Not every dog or cat will react adversely to inoculation. Not every injection will trigger illness. Some breeds are pre-disposed to develop immune-related dysfunction. No one can predict which dogs or cats will be affected. One thing is certain: the more frequently shots are required, the greater the chance of vaccine related damage.

According to Catherine O’Driscoll, author and educator, when dog owners who took part in a Canine Health Concern's 1997 study of 4,000 dogs, reported that their dogs developed short attention spans, 73.1 percent of these dogs did so within three months of a vaccine event. The same percentage of dogs was diagnosed with epilepsy within three months of a shot (but usually within days). CHC also found that 72.5 percent of dogs that were considered by their owners to be nervous and easily stressed first exhibited these traits within the three-month post-vaccination period.

At the bottom line, among veterinarians of professional associations and veterinary schools in Texas and nationwide, a “one size fits all” vaccine protocol is ill advised.

Since 2003, The American Animal Hospital Association (AAHA), the American Veterinary Medical Association (AVMA) Council on Biologic & Therapeutic Agents, the American Association of Feline Practitioners (AAFP) as well as immunologists and clinicians at 22 veterinary schools in North America agreed that the safest course is to give vaccinations only when necessary and no more.

“It's time we recognize that animals have individual medical needs and respect their veterinarian’s decisions without threat of the law,” says Penny Leisch, an Austin resident active in animal rescue for 20 years, in favor of rabies medical exemption.

By the same token, a “one size fits all” rabies law based on precedent rather than science is becoming risky business.

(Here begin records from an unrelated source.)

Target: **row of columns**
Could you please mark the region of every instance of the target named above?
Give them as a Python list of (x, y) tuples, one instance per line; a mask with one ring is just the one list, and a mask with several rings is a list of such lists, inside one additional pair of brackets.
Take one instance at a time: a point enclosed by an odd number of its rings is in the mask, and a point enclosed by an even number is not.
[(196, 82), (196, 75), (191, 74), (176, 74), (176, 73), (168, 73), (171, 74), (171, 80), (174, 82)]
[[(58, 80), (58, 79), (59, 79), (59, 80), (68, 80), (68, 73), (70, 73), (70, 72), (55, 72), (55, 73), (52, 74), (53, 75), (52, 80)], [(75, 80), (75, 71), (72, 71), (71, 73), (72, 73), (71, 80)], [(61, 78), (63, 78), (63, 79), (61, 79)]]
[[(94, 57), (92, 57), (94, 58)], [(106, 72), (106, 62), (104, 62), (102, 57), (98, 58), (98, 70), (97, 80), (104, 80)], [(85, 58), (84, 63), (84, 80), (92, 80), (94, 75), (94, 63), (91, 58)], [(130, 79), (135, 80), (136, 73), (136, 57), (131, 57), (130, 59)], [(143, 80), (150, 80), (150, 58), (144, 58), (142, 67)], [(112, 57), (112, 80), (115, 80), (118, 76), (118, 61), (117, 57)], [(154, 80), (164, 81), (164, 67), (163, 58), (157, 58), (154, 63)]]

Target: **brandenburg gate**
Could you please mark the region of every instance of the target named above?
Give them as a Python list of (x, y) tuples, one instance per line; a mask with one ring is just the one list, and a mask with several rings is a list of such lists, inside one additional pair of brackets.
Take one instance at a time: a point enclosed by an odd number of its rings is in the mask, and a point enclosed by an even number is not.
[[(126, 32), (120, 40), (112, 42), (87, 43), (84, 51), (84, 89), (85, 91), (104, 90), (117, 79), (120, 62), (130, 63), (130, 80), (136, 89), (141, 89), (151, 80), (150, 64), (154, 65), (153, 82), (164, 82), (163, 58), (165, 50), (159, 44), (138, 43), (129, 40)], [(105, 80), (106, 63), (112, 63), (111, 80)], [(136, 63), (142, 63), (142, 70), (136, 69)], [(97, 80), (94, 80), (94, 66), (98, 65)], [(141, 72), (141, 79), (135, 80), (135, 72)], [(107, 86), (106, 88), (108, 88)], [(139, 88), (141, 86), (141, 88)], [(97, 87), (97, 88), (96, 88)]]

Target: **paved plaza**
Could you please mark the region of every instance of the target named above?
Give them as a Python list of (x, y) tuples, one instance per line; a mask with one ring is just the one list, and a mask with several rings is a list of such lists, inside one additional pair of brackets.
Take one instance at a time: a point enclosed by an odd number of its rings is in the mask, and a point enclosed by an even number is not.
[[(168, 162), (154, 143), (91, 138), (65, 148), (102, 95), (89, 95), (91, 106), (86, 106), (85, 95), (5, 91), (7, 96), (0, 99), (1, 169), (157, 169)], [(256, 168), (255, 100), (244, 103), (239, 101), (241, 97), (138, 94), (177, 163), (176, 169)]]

Significant economic impact

In fiscal notes, State of Texas officials see no anticipated economic costs to persons who are required to comply with the sections as proposed. Insofar as rabies laws affect small and micro business, this is accurate; relative to economic impact on the public who must comply with rabies laws, “not so much.”

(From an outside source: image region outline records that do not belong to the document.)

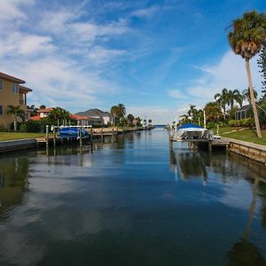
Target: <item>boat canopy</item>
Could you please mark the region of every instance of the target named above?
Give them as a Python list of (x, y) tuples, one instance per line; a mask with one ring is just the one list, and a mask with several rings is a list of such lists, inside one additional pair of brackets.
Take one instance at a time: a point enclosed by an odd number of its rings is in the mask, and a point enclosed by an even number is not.
[(192, 124), (192, 123), (187, 123), (187, 124), (184, 124), (184, 125), (178, 127), (178, 129), (189, 129), (189, 128), (193, 128), (193, 129), (203, 129), (203, 128), (200, 127), (200, 126), (194, 125), (194, 124)]

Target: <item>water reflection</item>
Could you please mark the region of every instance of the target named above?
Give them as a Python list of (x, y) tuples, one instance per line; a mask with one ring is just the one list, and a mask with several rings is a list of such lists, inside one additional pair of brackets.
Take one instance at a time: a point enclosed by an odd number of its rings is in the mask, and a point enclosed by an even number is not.
[[(223, 154), (177, 149), (170, 151), (170, 169), (175, 171), (175, 178), (183, 180), (201, 179), (207, 183), (207, 172), (221, 176), (223, 183), (234, 183), (245, 179), (252, 184), (252, 200), (247, 211), (246, 225), (239, 241), (235, 242), (228, 252), (227, 264), (231, 266), (266, 265), (261, 249), (249, 240), (252, 234), (254, 216), (257, 200), (261, 203), (262, 224), (266, 227), (266, 168), (234, 153)], [(232, 202), (230, 202), (231, 204)]]
[(255, 178), (252, 189), (252, 201), (248, 209), (248, 220), (240, 240), (236, 242), (228, 253), (229, 266), (265, 266), (266, 260), (263, 258), (258, 246), (249, 241), (251, 235), (254, 215), (255, 212), (257, 189), (259, 179)]
[(170, 168), (175, 170), (176, 180), (178, 176), (183, 180), (201, 178), (206, 184), (207, 173), (202, 155), (198, 152), (187, 151), (175, 153), (170, 151)]
[(0, 222), (8, 218), (8, 210), (23, 200), (28, 187), (28, 158), (19, 154), (0, 158)]

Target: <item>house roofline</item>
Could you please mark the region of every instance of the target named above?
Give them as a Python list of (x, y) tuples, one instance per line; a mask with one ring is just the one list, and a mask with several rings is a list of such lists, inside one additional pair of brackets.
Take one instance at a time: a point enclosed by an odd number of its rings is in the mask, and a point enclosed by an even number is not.
[(16, 82), (16, 83), (19, 83), (19, 84), (26, 83), (25, 81), (20, 80), (17, 77), (12, 76), (10, 74), (4, 74), (3, 72), (0, 72), (0, 79), (7, 80), (7, 81), (13, 82)]

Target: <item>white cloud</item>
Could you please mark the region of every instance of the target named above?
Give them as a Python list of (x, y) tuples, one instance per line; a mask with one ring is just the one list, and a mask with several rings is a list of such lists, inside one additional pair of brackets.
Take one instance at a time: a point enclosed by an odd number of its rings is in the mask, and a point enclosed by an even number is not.
[(180, 90), (168, 90), (168, 96), (171, 98), (175, 98), (176, 99), (187, 99), (187, 96), (184, 91), (181, 91)]
[(143, 8), (137, 10), (131, 13), (132, 17), (137, 18), (150, 18), (152, 17), (156, 12), (158, 12), (158, 6), (152, 6), (149, 8)]
[(30, 55), (35, 53), (51, 52), (56, 50), (52, 39), (49, 36), (23, 35), (14, 32), (9, 37), (0, 42), (0, 55), (13, 56)]
[(189, 108), (189, 106), (179, 106), (178, 108), (168, 108), (160, 106), (128, 106), (127, 113), (132, 113), (134, 116), (139, 116), (140, 118), (152, 119), (153, 124), (166, 124), (172, 123), (176, 120), (176, 117), (184, 114)]
[(20, 7), (34, 4), (35, 0), (1, 0), (0, 21), (27, 19), (27, 15), (20, 10)]
[(90, 51), (88, 57), (93, 64), (99, 65), (108, 62), (117, 57), (125, 55), (126, 51), (115, 49), (105, 49), (100, 46), (94, 46)]

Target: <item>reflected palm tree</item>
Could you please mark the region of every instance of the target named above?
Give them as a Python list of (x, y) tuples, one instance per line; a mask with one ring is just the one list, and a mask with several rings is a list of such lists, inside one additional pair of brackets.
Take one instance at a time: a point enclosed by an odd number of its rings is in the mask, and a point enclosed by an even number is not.
[(251, 234), (251, 228), (253, 223), (253, 216), (256, 206), (256, 195), (259, 179), (255, 178), (252, 190), (252, 201), (248, 210), (248, 220), (246, 229), (239, 242), (236, 242), (228, 253), (228, 265), (229, 266), (265, 266), (266, 261), (260, 253), (260, 249), (248, 241)]
[(199, 153), (189, 152), (175, 154), (175, 152), (170, 150), (170, 169), (175, 169), (176, 175), (179, 173), (183, 180), (201, 177), (204, 184), (207, 182), (206, 166)]
[(12, 157), (0, 159), (0, 222), (7, 217), (6, 210), (23, 200), (28, 187), (28, 159)]

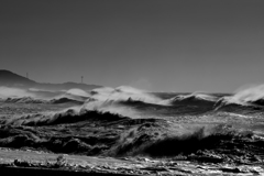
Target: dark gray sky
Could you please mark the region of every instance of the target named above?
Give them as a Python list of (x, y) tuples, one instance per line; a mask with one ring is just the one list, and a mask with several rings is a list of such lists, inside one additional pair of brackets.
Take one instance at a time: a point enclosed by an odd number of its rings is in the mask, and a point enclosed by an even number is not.
[(234, 91), (264, 82), (264, 1), (1, 0), (0, 67), (42, 82)]

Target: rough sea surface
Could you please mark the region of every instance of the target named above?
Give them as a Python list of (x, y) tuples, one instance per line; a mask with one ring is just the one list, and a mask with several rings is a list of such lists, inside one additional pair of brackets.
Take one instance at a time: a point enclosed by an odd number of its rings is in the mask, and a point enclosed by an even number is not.
[(143, 175), (264, 174), (264, 99), (254, 91), (119, 87), (0, 105), (2, 148), (123, 160), (131, 169), (148, 168), (134, 173)]

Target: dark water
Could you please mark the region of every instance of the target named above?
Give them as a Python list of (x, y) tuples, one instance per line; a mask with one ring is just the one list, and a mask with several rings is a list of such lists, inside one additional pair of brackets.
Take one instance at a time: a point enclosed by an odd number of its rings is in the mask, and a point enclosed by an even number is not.
[(260, 99), (241, 103), (221, 94), (134, 97), (120, 91), (106, 99), (95, 91), (85, 103), (78, 101), (65, 111), (1, 118), (0, 146), (212, 163), (264, 160), (264, 107)]

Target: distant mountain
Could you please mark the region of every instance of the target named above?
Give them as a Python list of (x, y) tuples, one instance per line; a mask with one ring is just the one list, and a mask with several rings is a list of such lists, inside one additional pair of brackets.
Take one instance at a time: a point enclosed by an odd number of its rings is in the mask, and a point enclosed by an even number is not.
[(10, 70), (0, 69), (0, 86), (18, 87), (18, 88), (35, 88), (45, 90), (68, 90), (73, 88), (91, 90), (95, 88), (100, 88), (102, 86), (98, 85), (86, 85), (77, 82), (64, 82), (64, 84), (43, 84), (36, 82), (21, 75), (14, 74)]

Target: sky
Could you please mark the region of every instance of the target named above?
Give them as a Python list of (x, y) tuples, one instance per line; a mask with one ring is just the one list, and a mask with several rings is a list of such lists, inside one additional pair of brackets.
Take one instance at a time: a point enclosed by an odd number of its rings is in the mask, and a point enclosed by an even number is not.
[(40, 82), (233, 92), (264, 82), (263, 0), (1, 0), (0, 69)]

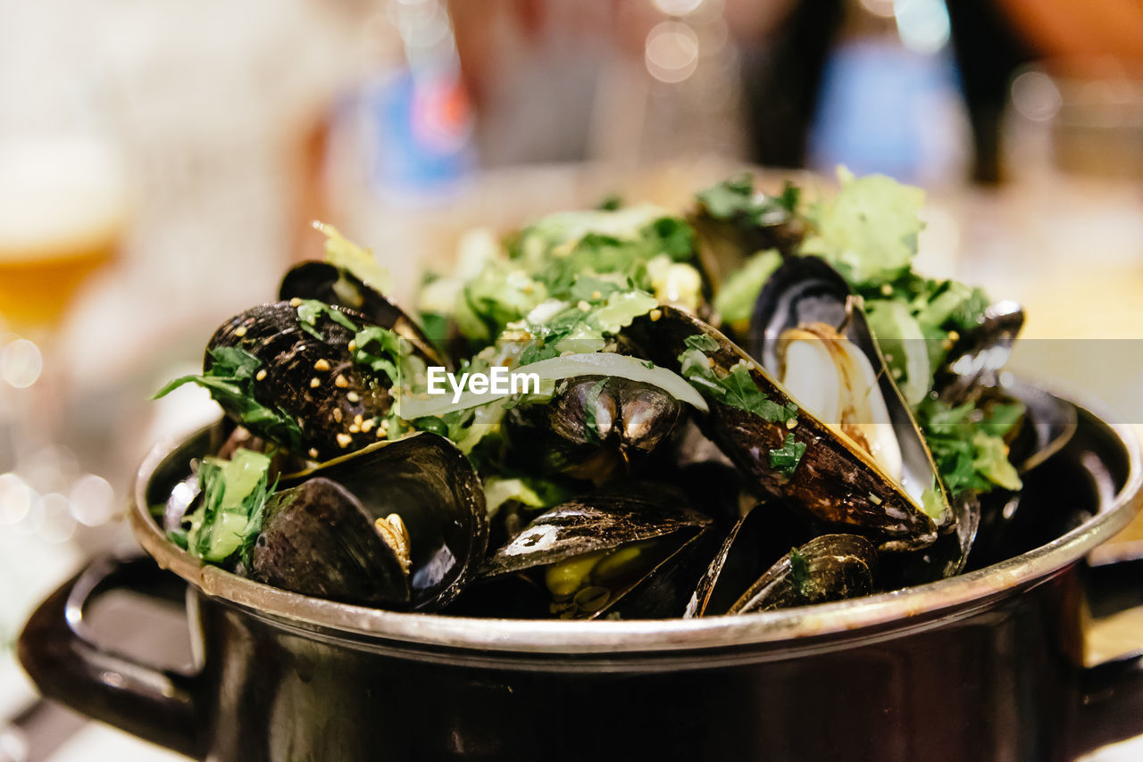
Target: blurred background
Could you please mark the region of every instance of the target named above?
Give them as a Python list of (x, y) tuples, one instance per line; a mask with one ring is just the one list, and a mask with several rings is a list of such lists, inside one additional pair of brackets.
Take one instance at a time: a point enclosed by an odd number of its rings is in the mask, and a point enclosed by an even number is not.
[(1026, 337), (1122, 342), (1015, 362), (1143, 422), (1138, 0), (0, 0), (0, 760), (169, 756), (38, 704), (10, 643), (131, 546), (138, 462), (216, 416), (147, 398), (312, 219), (408, 303), (475, 225), (838, 163), (922, 185), (919, 268)]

According to cat owners recently facing VAS, surgical removal and post-operative care for cats with injection site cancer is around $6,000. VAS treatment expenses that reach $10,000 are becoming more common. When post-op care includes radiation and chemotherapy, veterinary medical expense easily double those costs to $20,000. Morbidity in VAS cats if high.

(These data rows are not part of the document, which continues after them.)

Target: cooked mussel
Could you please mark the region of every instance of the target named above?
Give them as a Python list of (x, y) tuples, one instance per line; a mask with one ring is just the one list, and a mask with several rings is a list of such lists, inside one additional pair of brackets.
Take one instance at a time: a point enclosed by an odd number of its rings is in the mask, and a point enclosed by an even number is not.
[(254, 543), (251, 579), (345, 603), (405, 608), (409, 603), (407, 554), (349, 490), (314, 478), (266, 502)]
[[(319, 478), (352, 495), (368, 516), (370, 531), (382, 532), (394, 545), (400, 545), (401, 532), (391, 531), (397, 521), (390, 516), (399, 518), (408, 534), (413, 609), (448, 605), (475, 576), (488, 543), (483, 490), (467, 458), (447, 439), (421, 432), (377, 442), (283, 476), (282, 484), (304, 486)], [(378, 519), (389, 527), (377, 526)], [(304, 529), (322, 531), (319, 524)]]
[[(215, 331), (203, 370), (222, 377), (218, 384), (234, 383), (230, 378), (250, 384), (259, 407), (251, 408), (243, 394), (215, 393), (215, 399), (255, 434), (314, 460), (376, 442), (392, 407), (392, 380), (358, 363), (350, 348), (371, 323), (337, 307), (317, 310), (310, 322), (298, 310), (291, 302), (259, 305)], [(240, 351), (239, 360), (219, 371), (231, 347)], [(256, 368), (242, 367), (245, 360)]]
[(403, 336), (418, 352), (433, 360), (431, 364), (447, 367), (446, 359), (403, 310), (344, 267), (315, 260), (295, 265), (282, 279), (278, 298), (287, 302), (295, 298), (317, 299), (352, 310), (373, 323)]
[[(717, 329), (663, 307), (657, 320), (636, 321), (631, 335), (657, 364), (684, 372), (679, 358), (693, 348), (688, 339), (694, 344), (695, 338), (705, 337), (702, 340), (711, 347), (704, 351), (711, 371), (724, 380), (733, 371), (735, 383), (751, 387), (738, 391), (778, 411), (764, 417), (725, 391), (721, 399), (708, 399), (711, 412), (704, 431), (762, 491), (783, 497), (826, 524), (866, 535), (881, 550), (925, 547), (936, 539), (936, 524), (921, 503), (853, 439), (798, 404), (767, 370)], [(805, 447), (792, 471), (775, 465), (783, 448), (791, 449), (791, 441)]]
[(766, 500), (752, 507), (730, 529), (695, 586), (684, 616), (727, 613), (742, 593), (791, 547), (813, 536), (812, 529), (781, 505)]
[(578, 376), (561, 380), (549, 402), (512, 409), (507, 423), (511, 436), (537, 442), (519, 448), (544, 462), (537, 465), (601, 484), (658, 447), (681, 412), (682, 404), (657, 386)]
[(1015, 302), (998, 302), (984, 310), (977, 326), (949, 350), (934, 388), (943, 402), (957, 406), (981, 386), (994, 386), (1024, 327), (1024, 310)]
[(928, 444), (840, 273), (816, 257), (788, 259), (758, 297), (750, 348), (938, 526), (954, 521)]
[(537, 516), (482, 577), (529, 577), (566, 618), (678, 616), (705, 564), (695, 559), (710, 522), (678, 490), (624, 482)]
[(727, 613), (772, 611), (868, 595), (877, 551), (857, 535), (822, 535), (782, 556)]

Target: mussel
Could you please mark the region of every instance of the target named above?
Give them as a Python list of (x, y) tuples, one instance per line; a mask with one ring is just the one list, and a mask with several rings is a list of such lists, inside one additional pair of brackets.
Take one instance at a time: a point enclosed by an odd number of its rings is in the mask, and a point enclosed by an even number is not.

In August, users who posted to VetNet, an online forum that is dedicated to IMHA, report that $5,000 covers the initial cost of emergency treatment that includes blood transfusions, drug therapy and close monitoring for a week or longer. Continuing veterinary care adds $7,000 to this. Despite heroic measures, prognosis for survival is guarded.

Immune Mediated Thrombocytopenia (IMT), hypothyroidism, chronic hepatitis, renal failure, cystitis or lower urinary tract disease (particularly in cats), neurological diseases such as confusion and inability to be "present", asthma, and so on are all associated with vaccine reaction. There are few cures. Treatment to manage the disease goes on – and costs accrue - for the life of the animal.

These costs are just the tip of the iceberg.

Ear and skin conditions are the most common problems veterinarians deal with day to day. Often pet owners report that these begin shortly after re-vaccination and are exacerbated with every subsequent vaccine. Regardless how and when they emerge, chronic, incurable health issues are detrimental to a dog or cat’s quality of life and longevity. Treatment is financially draining to its family.

Cui bono: who benefits?

A study published in 2004 by Texas A&M College of Veterinary Medicine and Biomedical Sciences and the Texas Veterinary Medical Association, reported that 21 million Texans owned pets. In 2003 alone, the financial outpouring of their love and devotion amounted to $2.8 billion for food and veterinary medical services in addition to medicine and supplies.

Now that State of Texas Health Services has turned a deaf ear to requests for a reasonable reform and a blind eye to the multiple negative effects (read economic impact) of an unnecessary and potentially deadly medical procedure, Texas veterinary professionals can expect more pet-crazy clients to ask, “Cui bono: who benefits?"